The Church Attack in France
Two men swarmed a church in the town of Saint-Étienne-du-Rouvray Tuesday, killing a priest and injuring one other person.

NEWS BRIEF Two knife-wielding men killed a priest and injured one other person in a church in northern France Tuesday, reportedly in the name of the Islamic State.
The attackers took at least four hostages at the church in Saint-Étienne-du-Rouvray, located in the Normandy region. Both men were killed by police after the standoff. President Francois Hollande quickly blamed ISIS, and the ISIS-affiliated Amaq news agency said the terrorist organization took credit for the attack, saying their soldiers had targeted the location in France because the country is part of “the crusader coalition.”
The identities of the attackers has not been released, but there are reports that at least one man was on a French terrorist watch list. As the BBC reported:
The selection of a church by the attackers, whatever their motives turn out to be, crosses a new red line in the grim history of recent attacks on continental Europe. The murder of an 84-year-old priest in this attack will have further inflamed public opinion.
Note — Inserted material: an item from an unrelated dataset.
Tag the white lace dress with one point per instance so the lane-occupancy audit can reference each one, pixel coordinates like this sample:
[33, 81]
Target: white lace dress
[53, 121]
News that one of the attackers was on the French government's terror watch-list, known as the S list, will prompt many to question its purpose if he can remain at large to carry a knife into a church.
The victim, the parish priest, was identified as Jacques Hamel. He was killed sometime before 10:50 a.m. local time, shortly after the church held Tuesday Mass. Within the hour the National Police told residents to stay clear of the scene, and had blocked off a security zone. By 11:15 a.m. police said the two men had been “neutralized.” A bomb squad has searched the church, and no explosives have been found.
Attendance at the church was low at the time of the attack because many people had left the city for summer holiday. The population of Saint-Étienne-du-Rouvray is about 28,000 people.
This is the fourth terrorist attack in France in less than two years. In January 2015, extremists shot and killed 17 people at the offices of the satirical newspaper Charlie Hebdo; in November of that year, ISIS assaulted a concert at the Bataclan, set off bombs near a soccer stadium, and shot people at restaurants, killing more than 130 people in about 20 minutes; earlier this month, a man drove a truck through a crowded street in Nice during Bastille Day, killing 84.